Recursive Resemblance
Briefly

Recursive Resemblance
"As AI-generated content increasingly floods the Web, the concern is that these models will train on their own output, favoring similarities that are more likely to reappear at the expense of less common, more marginal elements in the original training set. The problem is not simply that the dominant content will begin to crowd out more diverse outliers, but that the recursive training on a finite sample size will introduce increasingly improbable sequences."
"Model collapse is the result of random probability distribution run amok in a kind of machinic death drive. Generative AI may be new—even if its novelty lies in vampiric schemes of intellectual property extraction and ecocide—but the underlying principle of representation grounded in conditions of probability is as old as the Western concept of representation itself."
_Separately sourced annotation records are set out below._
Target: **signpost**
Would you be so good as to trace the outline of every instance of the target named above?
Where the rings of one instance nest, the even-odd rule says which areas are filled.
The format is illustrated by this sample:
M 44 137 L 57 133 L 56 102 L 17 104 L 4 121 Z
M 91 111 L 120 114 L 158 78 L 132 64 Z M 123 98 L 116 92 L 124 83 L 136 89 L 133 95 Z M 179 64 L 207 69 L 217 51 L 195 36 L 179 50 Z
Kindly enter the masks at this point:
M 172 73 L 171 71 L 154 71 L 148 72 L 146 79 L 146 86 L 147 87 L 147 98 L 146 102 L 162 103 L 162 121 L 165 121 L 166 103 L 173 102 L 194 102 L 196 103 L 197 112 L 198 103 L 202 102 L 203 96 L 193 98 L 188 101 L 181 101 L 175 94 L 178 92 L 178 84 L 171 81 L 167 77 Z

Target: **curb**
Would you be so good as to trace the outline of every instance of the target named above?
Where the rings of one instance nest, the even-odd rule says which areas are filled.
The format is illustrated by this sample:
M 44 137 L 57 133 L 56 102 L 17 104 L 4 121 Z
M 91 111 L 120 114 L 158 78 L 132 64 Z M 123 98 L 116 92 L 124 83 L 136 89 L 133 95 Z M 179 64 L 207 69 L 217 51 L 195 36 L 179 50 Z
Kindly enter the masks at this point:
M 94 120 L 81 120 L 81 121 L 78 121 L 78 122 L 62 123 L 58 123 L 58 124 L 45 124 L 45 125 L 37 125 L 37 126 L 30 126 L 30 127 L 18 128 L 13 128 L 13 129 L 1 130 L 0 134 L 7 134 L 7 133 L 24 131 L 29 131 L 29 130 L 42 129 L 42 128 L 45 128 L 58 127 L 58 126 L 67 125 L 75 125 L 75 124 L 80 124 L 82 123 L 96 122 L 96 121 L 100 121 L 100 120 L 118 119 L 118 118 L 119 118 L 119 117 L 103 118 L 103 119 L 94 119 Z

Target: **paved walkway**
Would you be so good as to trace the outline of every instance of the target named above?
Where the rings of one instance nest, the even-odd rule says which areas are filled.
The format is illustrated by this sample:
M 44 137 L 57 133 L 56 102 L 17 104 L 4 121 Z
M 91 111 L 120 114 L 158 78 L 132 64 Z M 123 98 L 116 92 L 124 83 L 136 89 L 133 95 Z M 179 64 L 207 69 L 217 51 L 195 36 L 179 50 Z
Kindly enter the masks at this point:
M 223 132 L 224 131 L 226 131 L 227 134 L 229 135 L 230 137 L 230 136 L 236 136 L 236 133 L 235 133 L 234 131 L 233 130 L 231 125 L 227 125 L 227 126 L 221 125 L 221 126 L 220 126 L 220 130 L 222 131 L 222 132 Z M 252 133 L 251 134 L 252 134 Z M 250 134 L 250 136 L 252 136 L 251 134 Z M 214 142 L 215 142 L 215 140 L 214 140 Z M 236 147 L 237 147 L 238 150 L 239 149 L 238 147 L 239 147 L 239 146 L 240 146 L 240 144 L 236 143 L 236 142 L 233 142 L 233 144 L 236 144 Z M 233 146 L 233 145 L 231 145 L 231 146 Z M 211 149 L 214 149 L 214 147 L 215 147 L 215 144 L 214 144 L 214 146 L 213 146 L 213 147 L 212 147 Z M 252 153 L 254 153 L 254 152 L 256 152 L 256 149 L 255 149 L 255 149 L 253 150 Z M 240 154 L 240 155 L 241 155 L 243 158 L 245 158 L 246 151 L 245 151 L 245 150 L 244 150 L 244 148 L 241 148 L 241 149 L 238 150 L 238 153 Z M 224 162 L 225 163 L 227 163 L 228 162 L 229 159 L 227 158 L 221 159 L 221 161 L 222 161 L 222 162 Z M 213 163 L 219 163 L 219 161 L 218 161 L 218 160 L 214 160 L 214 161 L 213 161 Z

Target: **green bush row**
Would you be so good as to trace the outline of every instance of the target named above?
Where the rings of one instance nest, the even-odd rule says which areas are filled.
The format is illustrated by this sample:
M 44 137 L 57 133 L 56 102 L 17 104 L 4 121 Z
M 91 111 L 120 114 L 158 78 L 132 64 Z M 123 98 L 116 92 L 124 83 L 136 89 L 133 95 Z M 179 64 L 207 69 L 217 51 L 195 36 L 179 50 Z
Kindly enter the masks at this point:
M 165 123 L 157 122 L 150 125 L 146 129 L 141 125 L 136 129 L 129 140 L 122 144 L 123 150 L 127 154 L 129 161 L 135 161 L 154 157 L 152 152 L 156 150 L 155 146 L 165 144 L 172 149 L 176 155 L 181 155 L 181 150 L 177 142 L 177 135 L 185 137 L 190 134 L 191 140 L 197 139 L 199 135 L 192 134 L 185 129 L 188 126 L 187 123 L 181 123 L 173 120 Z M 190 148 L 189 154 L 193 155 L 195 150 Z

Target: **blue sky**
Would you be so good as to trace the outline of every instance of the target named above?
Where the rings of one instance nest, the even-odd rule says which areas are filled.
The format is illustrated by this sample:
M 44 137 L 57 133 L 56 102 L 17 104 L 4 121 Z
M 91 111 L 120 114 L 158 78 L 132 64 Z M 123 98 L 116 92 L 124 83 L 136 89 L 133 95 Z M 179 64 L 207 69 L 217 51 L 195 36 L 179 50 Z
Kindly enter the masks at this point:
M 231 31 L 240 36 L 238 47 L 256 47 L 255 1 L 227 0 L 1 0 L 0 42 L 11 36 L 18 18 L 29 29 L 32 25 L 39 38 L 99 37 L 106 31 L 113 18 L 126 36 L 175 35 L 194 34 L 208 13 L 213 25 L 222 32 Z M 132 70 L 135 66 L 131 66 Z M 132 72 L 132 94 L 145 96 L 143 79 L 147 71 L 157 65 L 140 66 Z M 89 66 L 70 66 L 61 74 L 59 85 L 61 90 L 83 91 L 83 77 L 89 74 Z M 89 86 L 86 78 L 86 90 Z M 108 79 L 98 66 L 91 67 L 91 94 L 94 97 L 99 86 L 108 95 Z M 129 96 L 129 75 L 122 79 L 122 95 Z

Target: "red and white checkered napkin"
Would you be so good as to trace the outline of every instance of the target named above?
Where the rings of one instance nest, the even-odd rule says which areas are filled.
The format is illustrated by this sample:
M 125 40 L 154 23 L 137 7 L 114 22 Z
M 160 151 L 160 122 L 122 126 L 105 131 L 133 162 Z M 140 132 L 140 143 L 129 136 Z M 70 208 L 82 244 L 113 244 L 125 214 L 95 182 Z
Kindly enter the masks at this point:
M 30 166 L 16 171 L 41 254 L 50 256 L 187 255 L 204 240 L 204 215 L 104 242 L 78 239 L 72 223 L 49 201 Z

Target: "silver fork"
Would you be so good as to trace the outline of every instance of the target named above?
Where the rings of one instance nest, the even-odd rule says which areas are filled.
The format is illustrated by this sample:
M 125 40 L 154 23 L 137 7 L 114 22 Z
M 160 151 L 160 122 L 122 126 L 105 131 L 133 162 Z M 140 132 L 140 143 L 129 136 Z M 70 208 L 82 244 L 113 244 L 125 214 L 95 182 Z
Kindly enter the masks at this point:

Generative AI models trained on massive datasets face a critical threat called model collapse. As AI-generated content proliferates online, these models increasingly train on their own output rather than original data. This recursive training on finite samples favors dominant patterns while eliminating diverse, marginal elements. The result extends beyond simple degradation; it creates compounding approximation errors and statistically improbable sequences that degrade model quality. This phenomenon reflects deeper historical principles about representation grounded in probability, connecting modern AI challenges to ancient concepts of mimesis and eikōn that governed how humans understood imitation and likeness.